The hardest part
Most of the care for EVD patients is supportive nursing care provided by national and expat nurses – feeding, oral hydration, cleaning, dressing, wound care, comforting, giving oral meds and taking temperatures. The expat doctors and the CHOs (community health officers – similar to physician assistants) start and stop intravenous fluids, place and remove intravenous cannulas, draw blood, assess and monitor the clinical condition, develop a treatment plan, prescribe medication and decide when to do a follow-up Ebola lab test. A follow-up Ebola blood test is done only after three days with no fever or symptoms, that is, when the patient appears ready for discharge.

A team of hygienists try to move two patients who are too weak to move.

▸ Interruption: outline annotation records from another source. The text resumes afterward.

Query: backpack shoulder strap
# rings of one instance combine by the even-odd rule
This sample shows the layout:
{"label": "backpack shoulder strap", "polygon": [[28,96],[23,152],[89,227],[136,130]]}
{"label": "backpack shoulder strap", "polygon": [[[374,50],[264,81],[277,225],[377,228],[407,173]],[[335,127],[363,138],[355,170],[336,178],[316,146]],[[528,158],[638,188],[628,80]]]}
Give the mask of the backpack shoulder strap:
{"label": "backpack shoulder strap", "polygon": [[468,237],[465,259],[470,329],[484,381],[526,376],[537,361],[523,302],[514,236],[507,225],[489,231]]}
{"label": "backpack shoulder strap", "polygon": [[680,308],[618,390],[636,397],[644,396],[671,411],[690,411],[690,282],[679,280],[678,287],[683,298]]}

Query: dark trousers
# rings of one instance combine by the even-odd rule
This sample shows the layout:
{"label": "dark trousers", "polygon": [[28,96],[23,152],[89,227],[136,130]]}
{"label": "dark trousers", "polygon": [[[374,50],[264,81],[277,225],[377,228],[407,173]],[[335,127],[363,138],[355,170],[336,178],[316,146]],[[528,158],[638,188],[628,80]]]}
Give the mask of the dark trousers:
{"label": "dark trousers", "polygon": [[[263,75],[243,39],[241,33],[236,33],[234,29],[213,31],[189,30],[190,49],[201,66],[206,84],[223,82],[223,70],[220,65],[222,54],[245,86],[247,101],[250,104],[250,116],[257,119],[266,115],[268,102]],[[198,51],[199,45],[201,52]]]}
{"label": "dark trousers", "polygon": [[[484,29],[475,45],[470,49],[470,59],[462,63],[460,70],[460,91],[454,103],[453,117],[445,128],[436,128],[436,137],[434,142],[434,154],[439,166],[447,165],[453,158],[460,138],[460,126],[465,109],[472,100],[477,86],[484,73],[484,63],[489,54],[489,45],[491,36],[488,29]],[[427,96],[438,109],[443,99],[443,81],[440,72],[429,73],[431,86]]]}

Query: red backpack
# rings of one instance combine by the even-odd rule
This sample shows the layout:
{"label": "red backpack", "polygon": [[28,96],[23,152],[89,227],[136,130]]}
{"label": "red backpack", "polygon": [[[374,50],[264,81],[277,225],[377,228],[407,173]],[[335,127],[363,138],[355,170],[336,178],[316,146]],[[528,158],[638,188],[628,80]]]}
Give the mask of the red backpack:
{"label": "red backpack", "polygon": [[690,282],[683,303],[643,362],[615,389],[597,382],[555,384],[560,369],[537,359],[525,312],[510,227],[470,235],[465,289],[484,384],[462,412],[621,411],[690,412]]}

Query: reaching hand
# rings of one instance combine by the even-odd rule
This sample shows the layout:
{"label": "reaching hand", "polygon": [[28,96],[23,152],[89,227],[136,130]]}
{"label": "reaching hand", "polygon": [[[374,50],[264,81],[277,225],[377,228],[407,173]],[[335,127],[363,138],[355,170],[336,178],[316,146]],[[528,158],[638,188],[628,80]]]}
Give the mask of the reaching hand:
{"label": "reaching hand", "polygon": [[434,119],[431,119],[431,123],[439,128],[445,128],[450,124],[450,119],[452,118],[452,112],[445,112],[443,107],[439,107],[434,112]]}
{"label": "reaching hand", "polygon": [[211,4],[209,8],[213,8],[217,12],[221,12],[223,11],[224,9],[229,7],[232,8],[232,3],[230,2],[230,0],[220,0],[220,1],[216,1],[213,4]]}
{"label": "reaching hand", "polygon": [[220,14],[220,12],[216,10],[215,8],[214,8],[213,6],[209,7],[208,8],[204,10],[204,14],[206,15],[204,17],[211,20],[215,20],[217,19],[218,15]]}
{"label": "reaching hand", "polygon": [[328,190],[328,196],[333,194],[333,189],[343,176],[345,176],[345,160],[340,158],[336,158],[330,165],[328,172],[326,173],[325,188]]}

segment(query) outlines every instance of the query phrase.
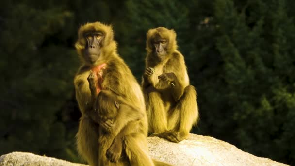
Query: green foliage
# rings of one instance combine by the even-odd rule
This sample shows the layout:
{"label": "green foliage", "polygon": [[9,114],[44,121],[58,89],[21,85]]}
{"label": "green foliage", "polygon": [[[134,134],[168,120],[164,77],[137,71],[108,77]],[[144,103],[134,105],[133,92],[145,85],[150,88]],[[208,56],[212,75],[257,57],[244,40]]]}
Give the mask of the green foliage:
{"label": "green foliage", "polygon": [[295,164],[294,7],[291,0],[0,2],[0,154],[81,162],[73,46],[79,27],[98,20],[113,25],[139,82],[146,32],[174,29],[198,93],[192,132]]}

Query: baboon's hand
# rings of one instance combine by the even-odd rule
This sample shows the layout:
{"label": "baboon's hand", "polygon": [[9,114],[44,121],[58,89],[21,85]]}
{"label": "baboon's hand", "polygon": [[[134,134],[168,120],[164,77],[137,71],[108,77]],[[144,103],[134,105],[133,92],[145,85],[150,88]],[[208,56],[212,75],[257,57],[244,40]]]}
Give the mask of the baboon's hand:
{"label": "baboon's hand", "polygon": [[105,131],[110,133],[114,125],[114,120],[100,120],[99,125]]}
{"label": "baboon's hand", "polygon": [[163,73],[158,77],[159,80],[169,83],[175,80],[176,76],[173,73]]}
{"label": "baboon's hand", "polygon": [[87,80],[88,81],[88,83],[89,83],[89,88],[92,93],[93,93],[96,91],[96,87],[95,87],[95,81],[97,77],[95,73],[92,71],[90,71],[90,74],[87,78]]}
{"label": "baboon's hand", "polygon": [[147,67],[145,69],[145,72],[144,75],[146,78],[148,78],[150,77],[152,75],[153,75],[153,74],[154,74],[155,71],[155,69],[152,67]]}
{"label": "baboon's hand", "polygon": [[116,163],[121,157],[122,154],[122,141],[116,139],[111,145],[107,151],[107,157],[111,162]]}

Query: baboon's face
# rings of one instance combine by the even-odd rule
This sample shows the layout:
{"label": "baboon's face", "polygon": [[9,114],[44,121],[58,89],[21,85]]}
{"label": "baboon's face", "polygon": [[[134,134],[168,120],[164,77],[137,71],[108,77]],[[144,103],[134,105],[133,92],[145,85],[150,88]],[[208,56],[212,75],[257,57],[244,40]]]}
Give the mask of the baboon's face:
{"label": "baboon's face", "polygon": [[167,44],[168,40],[161,37],[156,37],[152,43],[154,46],[154,52],[159,58],[162,59],[167,54]]}
{"label": "baboon's face", "polygon": [[88,32],[84,34],[87,41],[84,51],[85,59],[90,63],[94,63],[99,58],[101,46],[100,44],[104,39],[104,35],[100,31]]}

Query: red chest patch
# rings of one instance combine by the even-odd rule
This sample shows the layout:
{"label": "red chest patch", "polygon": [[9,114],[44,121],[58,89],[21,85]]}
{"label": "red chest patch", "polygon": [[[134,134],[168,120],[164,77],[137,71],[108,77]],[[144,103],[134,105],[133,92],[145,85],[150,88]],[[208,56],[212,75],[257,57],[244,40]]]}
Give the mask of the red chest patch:
{"label": "red chest patch", "polygon": [[95,80],[96,84],[95,87],[96,87],[96,92],[98,94],[100,92],[102,89],[101,84],[103,82],[103,71],[105,69],[107,64],[103,63],[101,65],[98,65],[96,66],[94,66],[91,68],[91,70],[93,71],[96,74]]}

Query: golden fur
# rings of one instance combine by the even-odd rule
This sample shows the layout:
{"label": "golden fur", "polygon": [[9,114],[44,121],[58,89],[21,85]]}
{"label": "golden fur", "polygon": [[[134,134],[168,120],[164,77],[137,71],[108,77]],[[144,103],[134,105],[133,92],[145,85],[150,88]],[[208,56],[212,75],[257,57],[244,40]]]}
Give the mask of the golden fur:
{"label": "golden fur", "polygon": [[[166,55],[160,59],[155,53],[156,38],[167,40]],[[142,83],[148,119],[148,132],[179,142],[188,135],[198,118],[197,93],[190,85],[183,56],[177,50],[176,34],[173,30],[159,27],[147,33],[146,67],[154,72],[143,76]],[[159,79],[165,73],[174,73],[175,79],[167,83]]]}
{"label": "golden fur", "polygon": [[[97,62],[90,64],[83,60],[86,44],[83,34],[93,31],[102,32],[104,38],[99,57]],[[113,36],[111,26],[98,22],[87,23],[78,31],[75,46],[83,64],[74,81],[76,99],[82,114],[76,135],[78,151],[89,164],[95,166],[153,166],[153,162],[148,155],[148,120],[143,93],[131,71],[117,54]],[[107,96],[99,99],[98,94],[98,102],[95,103],[96,98],[91,96],[87,78],[92,67],[103,63],[106,64],[106,66],[102,76],[102,91],[108,91],[117,98]],[[108,100],[110,102],[102,102]],[[105,109],[98,112],[107,114],[105,112],[108,111],[107,105],[117,100],[120,101],[120,108],[112,116],[115,117],[113,126],[109,131],[104,131],[98,125],[101,122],[95,110]],[[97,108],[94,109],[94,107]],[[111,162],[107,158],[107,153],[110,153],[115,156],[119,155],[116,163]]]}

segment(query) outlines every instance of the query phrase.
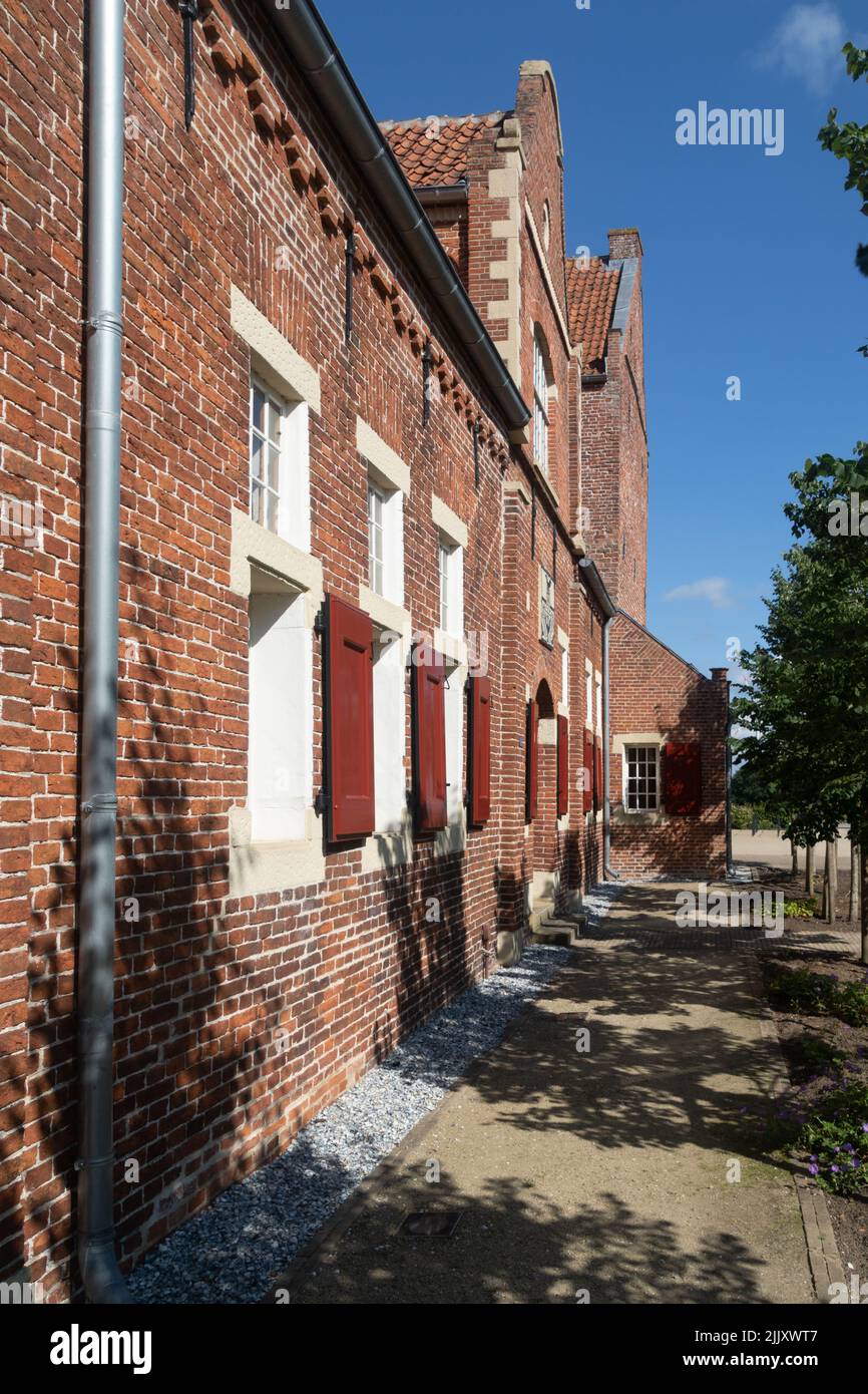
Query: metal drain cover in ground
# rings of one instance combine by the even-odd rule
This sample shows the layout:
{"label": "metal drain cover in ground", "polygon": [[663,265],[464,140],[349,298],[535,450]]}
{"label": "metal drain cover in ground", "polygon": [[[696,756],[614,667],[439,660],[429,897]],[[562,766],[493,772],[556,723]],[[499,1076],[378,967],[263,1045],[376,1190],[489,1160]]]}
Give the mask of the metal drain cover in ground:
{"label": "metal drain cover in ground", "polygon": [[424,1239],[449,1239],[456,1232],[461,1218],[460,1210],[417,1210],[404,1216],[398,1234],[410,1234]]}

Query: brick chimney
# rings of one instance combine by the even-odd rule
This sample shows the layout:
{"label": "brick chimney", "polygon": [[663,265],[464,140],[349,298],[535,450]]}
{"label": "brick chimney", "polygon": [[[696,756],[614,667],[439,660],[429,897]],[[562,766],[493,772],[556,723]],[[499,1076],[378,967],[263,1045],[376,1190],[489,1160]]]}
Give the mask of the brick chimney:
{"label": "brick chimney", "polygon": [[612,261],[627,261],[628,256],[642,258],[642,238],[638,227],[609,229],[609,255]]}

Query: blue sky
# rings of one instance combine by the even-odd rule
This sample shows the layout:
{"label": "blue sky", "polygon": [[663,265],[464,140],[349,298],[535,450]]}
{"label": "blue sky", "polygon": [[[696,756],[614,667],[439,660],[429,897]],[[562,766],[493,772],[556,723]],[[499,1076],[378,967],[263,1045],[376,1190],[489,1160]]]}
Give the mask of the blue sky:
{"label": "blue sky", "polygon": [[[648,623],[699,668],[726,664],[727,638],[755,641],[787,546],[787,475],[868,436],[854,266],[868,226],[816,142],[829,106],[868,118],[868,88],[839,56],[868,43],[864,0],[320,8],[380,120],[510,107],[520,61],[552,63],[568,250],[606,251],[623,226],[645,248]],[[782,107],[783,152],[679,145],[676,113],[702,100]]]}

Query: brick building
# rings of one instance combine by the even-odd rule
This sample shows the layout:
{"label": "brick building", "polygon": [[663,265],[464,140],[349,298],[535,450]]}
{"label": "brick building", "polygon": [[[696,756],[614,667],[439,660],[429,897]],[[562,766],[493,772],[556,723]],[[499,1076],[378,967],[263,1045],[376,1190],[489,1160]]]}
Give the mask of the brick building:
{"label": "brick building", "polygon": [[[609,835],[627,875],[724,863],[723,675],[642,627],[641,244],[566,256],[549,64],[510,110],[380,130],[307,0],[201,3],[192,71],[184,22],[125,6],[125,1264],[578,903]],[[0,24],[0,1278],[61,1301],[96,526],[84,4]]]}

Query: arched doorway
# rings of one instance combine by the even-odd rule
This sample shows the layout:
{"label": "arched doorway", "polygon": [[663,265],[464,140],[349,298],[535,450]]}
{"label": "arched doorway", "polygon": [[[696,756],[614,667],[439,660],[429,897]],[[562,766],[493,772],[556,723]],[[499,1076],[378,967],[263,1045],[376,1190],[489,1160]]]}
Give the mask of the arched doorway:
{"label": "arched doorway", "polygon": [[536,811],[529,822],[529,909],[553,907],[557,896],[557,712],[552,689],[541,679],[534,693],[536,719]]}

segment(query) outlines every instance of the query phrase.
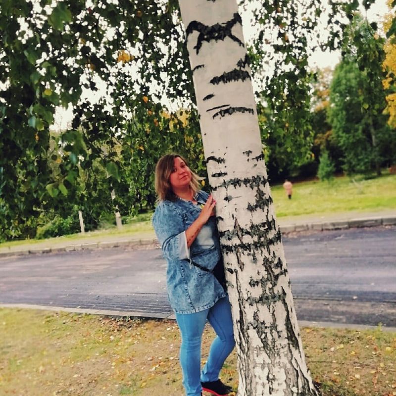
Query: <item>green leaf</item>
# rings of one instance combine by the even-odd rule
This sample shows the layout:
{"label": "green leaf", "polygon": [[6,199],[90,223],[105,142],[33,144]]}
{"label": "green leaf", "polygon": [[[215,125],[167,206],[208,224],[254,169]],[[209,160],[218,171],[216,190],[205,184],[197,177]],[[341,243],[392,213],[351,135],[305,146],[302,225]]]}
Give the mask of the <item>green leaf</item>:
{"label": "green leaf", "polygon": [[61,183],[59,185],[58,188],[60,192],[65,196],[67,195],[67,189],[65,187],[64,184]]}
{"label": "green leaf", "polygon": [[387,39],[389,39],[391,36],[396,34],[396,18],[394,18],[392,21],[392,24],[389,28],[389,30],[387,32]]}
{"label": "green leaf", "polygon": [[32,115],[29,120],[28,120],[28,125],[32,128],[36,128],[36,117]]}
{"label": "green leaf", "polygon": [[118,174],[118,167],[115,162],[108,162],[106,164],[106,170],[107,173],[114,178],[117,181],[120,181],[120,176]]}
{"label": "green leaf", "polygon": [[37,84],[40,81],[40,78],[41,77],[41,75],[39,73],[38,71],[33,72],[30,75],[30,81],[33,84]]}
{"label": "green leaf", "polygon": [[36,64],[36,62],[39,58],[39,55],[34,50],[25,50],[23,51],[23,53],[25,54],[25,56],[26,57],[28,60],[32,65]]}
{"label": "green leaf", "polygon": [[78,158],[77,158],[77,156],[74,153],[71,152],[69,154],[69,156],[70,158],[70,161],[72,164],[74,165],[76,165],[77,162],[78,161]]}
{"label": "green leaf", "polygon": [[52,198],[54,198],[59,194],[59,190],[56,188],[56,183],[51,183],[46,186],[46,190]]}
{"label": "green leaf", "polygon": [[54,29],[63,30],[65,22],[71,21],[71,12],[64,2],[58,3],[48,17],[48,22]]}
{"label": "green leaf", "polygon": [[38,131],[42,131],[44,129],[44,123],[40,118],[36,120],[36,129]]}
{"label": "green leaf", "polygon": [[370,23],[370,26],[371,27],[373,30],[377,30],[377,29],[378,29],[378,25],[375,22]]}

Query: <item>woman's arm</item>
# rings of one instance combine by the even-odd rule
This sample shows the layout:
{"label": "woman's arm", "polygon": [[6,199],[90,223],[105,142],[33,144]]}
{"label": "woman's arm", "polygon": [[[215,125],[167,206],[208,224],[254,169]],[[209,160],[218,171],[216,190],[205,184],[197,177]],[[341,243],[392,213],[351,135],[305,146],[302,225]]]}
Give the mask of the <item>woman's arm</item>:
{"label": "woman's arm", "polygon": [[211,216],[214,215],[214,207],[216,201],[211,195],[209,196],[205,205],[202,208],[199,215],[197,220],[186,230],[186,237],[187,239],[187,248],[191,246],[201,229],[209,220]]}

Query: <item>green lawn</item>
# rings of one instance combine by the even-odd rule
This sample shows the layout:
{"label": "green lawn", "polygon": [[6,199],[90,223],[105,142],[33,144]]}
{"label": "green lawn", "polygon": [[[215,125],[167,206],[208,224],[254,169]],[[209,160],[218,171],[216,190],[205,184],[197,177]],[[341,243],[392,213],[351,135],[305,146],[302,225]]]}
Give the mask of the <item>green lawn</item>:
{"label": "green lawn", "polygon": [[396,176],[367,180],[338,177],[333,181],[295,183],[289,200],[282,186],[272,189],[278,217],[313,213],[396,209]]}
{"label": "green lawn", "polygon": [[[385,175],[367,180],[352,180],[346,177],[333,181],[317,180],[295,183],[291,200],[288,199],[281,185],[274,186],[272,194],[278,218],[289,216],[345,212],[350,211],[378,211],[396,209],[396,175]],[[112,239],[144,239],[154,237],[151,213],[139,215],[119,231],[115,227],[81,234],[67,235],[46,240],[51,246],[97,242]],[[42,241],[17,241],[0,244],[0,250],[16,246],[31,246]]]}
{"label": "green lawn", "polygon": [[[301,334],[323,396],[396,395],[396,333],[306,327]],[[207,326],[202,362],[213,338]],[[174,321],[0,308],[0,395],[184,394]],[[235,351],[221,377],[236,389]]]}

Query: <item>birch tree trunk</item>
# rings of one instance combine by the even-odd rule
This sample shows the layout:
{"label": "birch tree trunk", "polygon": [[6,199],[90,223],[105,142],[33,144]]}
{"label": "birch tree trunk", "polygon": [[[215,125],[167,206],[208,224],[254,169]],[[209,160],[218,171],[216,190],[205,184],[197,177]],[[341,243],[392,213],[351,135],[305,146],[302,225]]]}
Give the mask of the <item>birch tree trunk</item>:
{"label": "birch tree trunk", "polygon": [[238,396],[318,395],[305,362],[236,0],[179,2],[217,202]]}

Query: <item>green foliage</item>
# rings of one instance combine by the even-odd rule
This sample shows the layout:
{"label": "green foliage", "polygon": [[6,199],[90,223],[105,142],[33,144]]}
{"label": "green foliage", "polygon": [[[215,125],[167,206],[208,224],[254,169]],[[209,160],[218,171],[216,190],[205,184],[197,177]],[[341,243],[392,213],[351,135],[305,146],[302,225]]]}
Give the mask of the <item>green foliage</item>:
{"label": "green foliage", "polygon": [[329,156],[327,151],[322,151],[319,157],[318,177],[321,180],[330,181],[334,177],[335,172],[334,164]]}
{"label": "green foliage", "polygon": [[[123,215],[152,207],[154,166],[167,152],[186,155],[205,176],[177,1],[34,4],[0,0],[0,240],[34,236],[43,211],[77,205],[93,228],[116,207]],[[250,61],[254,81],[262,82],[255,93],[269,173],[278,175],[312,162],[308,38],[323,11],[319,0],[298,10],[291,0],[257,4]],[[336,48],[347,27],[337,18],[358,4],[330,5],[323,45]],[[275,34],[267,43],[269,29]],[[361,68],[377,62],[359,53]],[[70,106],[73,119],[54,134],[59,106]]]}
{"label": "green foliage", "polygon": [[47,224],[38,227],[36,238],[37,239],[45,239],[51,237],[60,237],[74,234],[80,231],[78,215],[69,216],[64,219],[57,216]]}

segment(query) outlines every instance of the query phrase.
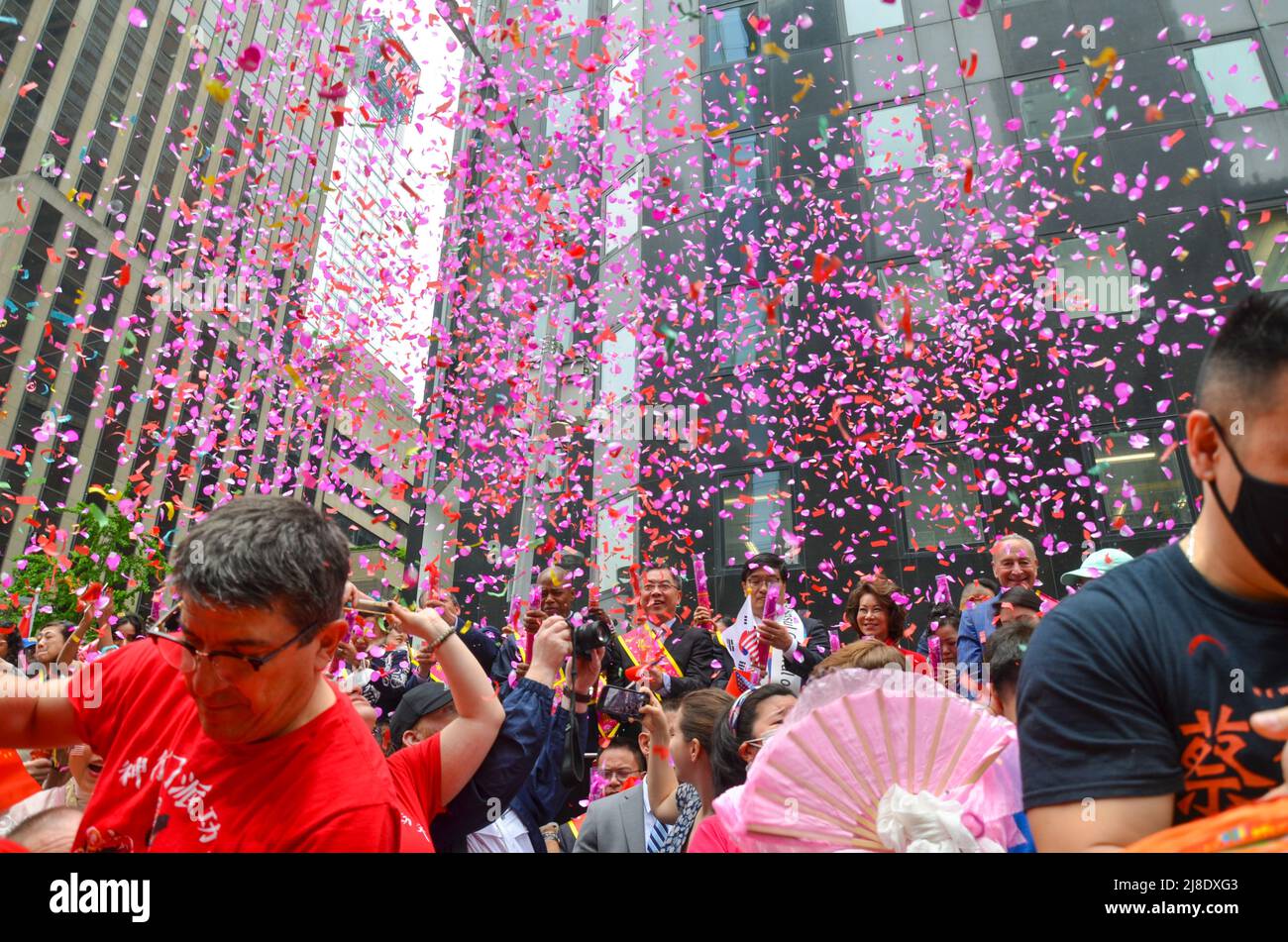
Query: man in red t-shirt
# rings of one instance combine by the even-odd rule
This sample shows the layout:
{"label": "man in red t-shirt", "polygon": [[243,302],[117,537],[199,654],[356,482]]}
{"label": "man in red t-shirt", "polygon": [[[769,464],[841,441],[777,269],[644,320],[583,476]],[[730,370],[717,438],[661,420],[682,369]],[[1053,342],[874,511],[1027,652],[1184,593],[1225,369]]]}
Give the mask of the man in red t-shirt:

In the five hours that it took for the ambulance to reach the MSF Case Management Centre in Kailahun, one of the patients died. Access to care is heavily constrained due to a severe shortage in ambulances, lack of treatment centres in the country and a struggling surveillance system. As of the end of October 2014, MSF has received over 900 admissions of which some 616 have been confirmed cases. Over 280 survivors have so far been discharged from the centre in Kailahun. ©Fathema Murtaza, MSF
The hardest part for me is not the heat, the boredom, the PPE, the lack of an Ebola treatment or even the presence of disease, death and grief. The hardest part is deciding what role to take. It would definitely be easier and perhaps more rewarding to ‘just do it’ – deliver myself whatever care or intervention is needed for each patient and let the local staff watch and learn. That approach might have a discernable effect on individual patients but not much of an impact on the general epidemic or in building capacity among Sierra Leonean health care workers. By the Super Bowl, I will be long gone and they won’t. The urgency of Ebola demands the most vertical of all initiatives – a one-disease program. In such a situation, the learning opportunities are scarce. My tendency is usually to provide support and guidance when necessary to the national staff as they deliver the direct care. But, it is always difficult to know what each one can do efficiently, where each one needs help and what each one cannot do at all. I’ll figure it out eventually.
When Ebola retreats into the jungle from whence it came, the health care system in all three Ebola-affected countries will need to be rebuilt from the ground up. If the donors and NGOs stay on to support this process, maybe that system will be better than before. It could hardly be worse. Everything is “no touch.” We don’t even do malaria rapid tests anymore because of the risk from blood and sharps. Sierra Leoneans rarely touch each other these days and expats are instructed never to touch another person unless in PPE and to avoid touching inanimate objects as well. Even in the MSF compound, we do not touch each other unless by accident. In dealing with patients at the staff clinic, at triage and at admitting, we take a verbal history from 2 metres away, separated by 2 fences. A profession in which the goal is a specific diagnosis and an individualized treatment based on history, physical exam, lab and X-ray has been reduced to an impersonal guessing game. I don’t disagree with this but it does feel strange.